An audio signal processing apparatus (10) includes a first auxiliary feature conversion unit (12) and a second auxiliary feature conversion unit (13) that convert a plurality of signals relating to processing of an audio signal of a target speaker into a plurality of auxiliary features for the plurality of signals using a plurality of auxiliary neural networks corresponding to the plurality of signals, and an audio signal processing unit (11) that estimates information regarding an audio signal of the target speaker included in a mixed audio signal using a main neural network based on an input feature of the mixed audio signal and the plurality of auxiliary features, wherein the plurality of signals relating to processing of the audio signal of the target speaker are two or more pieces of information of different modalities.

Description

CROSS-REFERENCE TO RELATED APPLICATIONS
This application is a U.S. National Stage Application filed under 35 U.S.C. § 371 claiming priority to International Patent Application No. PCT/JP2020/030523, filed on 7 Aug. 2020, which application claims priority to and the benefit of International Application No. PCT/JP2019/032193, filed on 16 Aug. 2019, the disclosures of which are hereby incorporated herein by reference in their entireties.
TECHNICAL FIELD
The present invention relates to an audio signal processing apparatus, an audio signal processing method, an audio signal processing program, a training apparatus, a training method, and a training program.
BACKGROUND ART
Development of technology for extracting an audio signal of a speaker of interest (a target speaker) from a mixed audio signal using a neural network is underway. Conventional neural networks in many target speaker extraction techniques have a configuration including a main neural network and an auxiliary neural network.
For example, the conventional target speaker extraction techniques extract auxiliary features by inputting prior information serving as a clue for the target speaker to the auxiliary neural network. Then, the conventional target speaker extraction techniques estimate mask information for extracting an audio signal of the target speaker included in a mixed audio signal that has been input using a main neural network based on the input mixed audio signal and auxiliary features. Using this mask information, the audio signal of the target speaker can be extracted from the input mixed audio signal.

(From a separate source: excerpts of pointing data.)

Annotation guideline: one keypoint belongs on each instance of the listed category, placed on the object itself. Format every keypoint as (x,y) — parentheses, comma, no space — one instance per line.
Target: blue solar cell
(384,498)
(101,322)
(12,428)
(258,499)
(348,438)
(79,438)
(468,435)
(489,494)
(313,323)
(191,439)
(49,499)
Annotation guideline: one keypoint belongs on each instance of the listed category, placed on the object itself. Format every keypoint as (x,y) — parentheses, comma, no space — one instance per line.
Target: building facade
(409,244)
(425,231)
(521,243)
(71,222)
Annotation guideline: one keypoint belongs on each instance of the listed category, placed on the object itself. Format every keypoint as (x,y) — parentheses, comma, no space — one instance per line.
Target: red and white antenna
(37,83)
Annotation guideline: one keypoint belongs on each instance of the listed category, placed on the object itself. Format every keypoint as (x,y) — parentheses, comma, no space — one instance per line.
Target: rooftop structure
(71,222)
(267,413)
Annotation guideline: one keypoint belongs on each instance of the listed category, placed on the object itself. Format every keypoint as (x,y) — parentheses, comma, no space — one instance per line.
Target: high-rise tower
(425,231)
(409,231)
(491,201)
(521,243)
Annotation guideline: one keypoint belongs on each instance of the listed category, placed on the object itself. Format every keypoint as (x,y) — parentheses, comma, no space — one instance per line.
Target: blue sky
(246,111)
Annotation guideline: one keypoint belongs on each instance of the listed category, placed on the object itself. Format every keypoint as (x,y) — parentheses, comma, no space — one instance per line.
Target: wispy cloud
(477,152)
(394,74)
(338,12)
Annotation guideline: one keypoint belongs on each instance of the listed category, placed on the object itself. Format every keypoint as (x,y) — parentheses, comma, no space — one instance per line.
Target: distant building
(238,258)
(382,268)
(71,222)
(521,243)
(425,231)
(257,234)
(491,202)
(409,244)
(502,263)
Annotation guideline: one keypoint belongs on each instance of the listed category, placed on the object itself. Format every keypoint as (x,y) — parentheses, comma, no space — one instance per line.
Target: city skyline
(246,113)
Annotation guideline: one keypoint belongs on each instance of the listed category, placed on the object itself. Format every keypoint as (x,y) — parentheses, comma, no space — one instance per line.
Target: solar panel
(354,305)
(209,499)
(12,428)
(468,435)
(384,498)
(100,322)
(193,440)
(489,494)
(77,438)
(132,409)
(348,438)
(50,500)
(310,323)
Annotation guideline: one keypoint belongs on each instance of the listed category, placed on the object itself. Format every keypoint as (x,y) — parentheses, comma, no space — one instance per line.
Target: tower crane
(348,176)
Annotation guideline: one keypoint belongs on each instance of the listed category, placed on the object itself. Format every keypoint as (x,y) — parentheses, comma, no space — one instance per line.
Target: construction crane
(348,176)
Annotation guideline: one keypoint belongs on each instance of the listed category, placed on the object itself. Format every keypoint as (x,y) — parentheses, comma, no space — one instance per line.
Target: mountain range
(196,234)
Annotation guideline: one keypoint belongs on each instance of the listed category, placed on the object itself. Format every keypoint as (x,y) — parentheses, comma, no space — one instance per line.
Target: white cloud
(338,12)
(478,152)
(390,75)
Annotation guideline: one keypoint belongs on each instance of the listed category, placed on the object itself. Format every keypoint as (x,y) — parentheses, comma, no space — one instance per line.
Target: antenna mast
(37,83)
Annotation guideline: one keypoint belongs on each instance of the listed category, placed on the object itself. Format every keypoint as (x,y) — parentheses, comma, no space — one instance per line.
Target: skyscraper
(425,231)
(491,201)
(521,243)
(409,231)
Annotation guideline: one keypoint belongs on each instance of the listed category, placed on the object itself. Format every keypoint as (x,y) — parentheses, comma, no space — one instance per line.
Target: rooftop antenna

Here, a method of inputting a pre-recorded audio signal of a target speaker to an auxiliary neural network as a clue for extracting audio of the target speaker (see, for example, NPL 1) and a method of inputting a video of a target speaker (mainly around the mouth) to an auxiliary neural network (see, for example, NPL 2) are known.
CITATION LIST Non Patent Literature
NPL 1: M. Delcroix, K. Zmolikova, K. Kinoshita, A. Ogawa, and T. Nakatani, “SINGLE CHANNEL TARGET SPEAKER EXTRACTION AND RECOGNITION WITH SPEAKER BEAM,” in Proc. of ICASSP′ 18, pp. 5554-5558, 2018.
NPL 2: A. Ephrat, I. Mosseri., O. Lang, T. Dekel, K. Wilson, A. Hassidim, W. T. Freeman, and M. Rubinstein, “Looking to Listen at the Cocktail Party: A. Speaker-Independent Audio-Visual Model for Speech Separation,” ACM Trans. On Graphics, Vol. 37, No. 4, 2018.
SUMMARY OF THE INVENTION Technical Problem
Due to utilization of speaker characteristics in an audio signal, the technique described in NPL 1 has a problem that the extraction accuracy of auxiliary features is lowered if there are speakers with similar voice characteristics in the mixed audio signal. On the other hand, the technique described in NPL 2 is expected to run relatively robustly even for a mixed audio signal containing speakers with similar voices because language-related information derived from a video around the mouth is utilized.
Once the speaker clue (audio) in the technology described in NPL 1 is pre-recorded, auxiliary features can be extracted with stable quality. On the other hand, the quality of the speaker clue (video) in the technology described in NPL 2 varies greatly depending on movement of the speaker at each of times, thus causing a problem that it is not always possible to accurately extract the signal of the target speaker.
In the technique described in NPL 2, information on the movement of the speaker's mouth is not always obtained with a certain quality, for example, because the direction of the speaker's face changes or a part of the target speaker is hidden due to another speaker or object being displayed in the foreground of the target speaker. As a result, the technique described in NPL 2 may lower the mask estimation accuracy by estimating mask information based on auxiliary information obtained from poor quality video information.
The present invention has been made in view of the above and it is an object to provide an audio signal processing apparatus, an audio signal processing method, an audio signal processing program, a training apparatus, a training method, and a training program that can estimate an audio signal of a target speaker included in a mixed audio signal with stable accuracy.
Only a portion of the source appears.